The word “monopoly” is derived from the Greek words monos (single) and polein (to sell). In economic terms, it is used to refer to a specific company or individual has a large enough control of a particular product or service that allows them to influence it’s price or certain characteristics.
Henry Ford, founder of Ford Motors had the following to say regarding his products: “Any customer can have a car painted any color that he wants so long as it is black.” Ford Motors held a monopoly in the automobile market, as they were the only automobile company that consumers can purchase from in the early 1900s.
What it takes to be a Monopoly
Monopolies exist when there is a lack of competition to produce a good or service, as well a lack of an alternative solution for the consumer.
A Monopoly must satisfy the following criteria:
- Single seller: There can only be one seller, which is responsible for producing 100% of total output of the given product.
- Market power: A company that holds a monopoly has the ability to change the price of the product whenever they feel is necessary. The absence of competition forces consumers to accept the new price since there is no alternative.
- Firm and industry: A company that retains a monopoly is considered to be itself the industry. This means that the firm constitutes and represents the characteristics of the industry. Think of it this way: Total demand for the monopolistic company’s products equals the total demand for the entire industry.
In theory, holding a monopoly sounds lucrative, profitable and a source of power.
In fact, it is extremely difficult to achieve monopolistic status, or to compete with a monopoly.
There are circumstances that impede or greatly prevent a company from achieving a monopoly. Here are Several examples of barriers for a new company to enter and steal market share from the monopolistic comapny:
- Capital requirements: Extremely large up front fixed costs often make it difficult for a new firm to enter the market and challenge the dominance of the monopoly.

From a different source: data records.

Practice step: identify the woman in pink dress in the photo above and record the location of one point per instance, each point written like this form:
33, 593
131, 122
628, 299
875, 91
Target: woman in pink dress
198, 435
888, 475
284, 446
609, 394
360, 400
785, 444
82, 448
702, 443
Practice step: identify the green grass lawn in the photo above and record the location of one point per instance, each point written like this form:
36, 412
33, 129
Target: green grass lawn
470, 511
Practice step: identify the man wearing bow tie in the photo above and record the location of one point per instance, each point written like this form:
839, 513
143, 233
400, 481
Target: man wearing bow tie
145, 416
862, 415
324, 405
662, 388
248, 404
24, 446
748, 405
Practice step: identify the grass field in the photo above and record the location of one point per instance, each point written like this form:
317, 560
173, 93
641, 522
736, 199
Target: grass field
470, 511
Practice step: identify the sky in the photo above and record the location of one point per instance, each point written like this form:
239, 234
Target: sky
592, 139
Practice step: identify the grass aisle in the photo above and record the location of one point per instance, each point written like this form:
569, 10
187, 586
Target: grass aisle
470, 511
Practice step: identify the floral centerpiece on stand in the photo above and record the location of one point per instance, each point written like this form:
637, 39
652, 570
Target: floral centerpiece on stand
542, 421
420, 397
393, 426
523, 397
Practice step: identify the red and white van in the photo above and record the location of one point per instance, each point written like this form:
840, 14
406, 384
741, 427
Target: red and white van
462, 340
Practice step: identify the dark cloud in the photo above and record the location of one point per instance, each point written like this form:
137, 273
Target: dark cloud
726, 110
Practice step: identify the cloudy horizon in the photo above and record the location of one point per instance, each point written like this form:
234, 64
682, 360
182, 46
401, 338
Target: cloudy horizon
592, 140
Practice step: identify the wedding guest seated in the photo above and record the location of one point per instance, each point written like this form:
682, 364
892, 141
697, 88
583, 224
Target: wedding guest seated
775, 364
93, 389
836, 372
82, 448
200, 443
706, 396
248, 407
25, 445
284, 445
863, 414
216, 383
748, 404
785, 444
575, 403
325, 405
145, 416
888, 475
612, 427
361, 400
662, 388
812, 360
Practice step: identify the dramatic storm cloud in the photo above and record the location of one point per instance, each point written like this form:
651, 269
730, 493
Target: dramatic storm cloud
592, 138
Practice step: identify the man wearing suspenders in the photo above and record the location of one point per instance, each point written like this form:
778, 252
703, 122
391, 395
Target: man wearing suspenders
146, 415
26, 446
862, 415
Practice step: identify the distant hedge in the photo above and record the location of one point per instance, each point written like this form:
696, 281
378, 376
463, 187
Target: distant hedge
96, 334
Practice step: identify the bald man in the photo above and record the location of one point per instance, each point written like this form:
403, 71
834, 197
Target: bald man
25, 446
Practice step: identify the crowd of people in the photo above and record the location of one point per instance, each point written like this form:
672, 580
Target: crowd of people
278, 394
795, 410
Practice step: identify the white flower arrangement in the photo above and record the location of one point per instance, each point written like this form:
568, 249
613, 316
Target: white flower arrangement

- Technological superiority: A monopoly that has existed for a long time has the resources, personnel and knowledge to make use of the most up-to-date and efficient technology. Having this superiority allows the monopoly to produce products at a cheaper price and more efficiently than a small firm would be able to.
- Legal barriers: A government may operate a monopoly (such as electricity) and thus make it illegal for other companies.
- Control of Natural Resources: controls resources that are vital to the production of the final good.
Example of a Monopoly (and its failure)
You might remember Microsoft was under the international microscope for operating as a monopoly in 1998.
The logic behind this argument was that the Microsoft web browser was pre-loaded on all Windows operated computers for free.
Competing web browsers such as Netscape (remember them?) and Opera would take a long time to download at dial-up speeds. These browsers were also available for purchase in a store for a high price.
These two aspects made it unrealistic for a consumer to use a browser other then Microsoft.
Regardless, a United State Judge concluded that Microsoft is indeed a monopoly. With the support of 240 economists, Microsoft had made the following argument which appeared in major newspapers as their defense: “Consumers did not ask for these antitrust actions — rival business firms did. Consumers of high technology have enjoyed falling prices, expanding outputs, and a breathtaking array of new products and innovations.”
Today, Microsoft has been overtaken by Apple in terms of market size and innovation.
This goes to show that monopolies cannot last forever, and it is possible for a much smaller company to challenge monopolies and steal market share.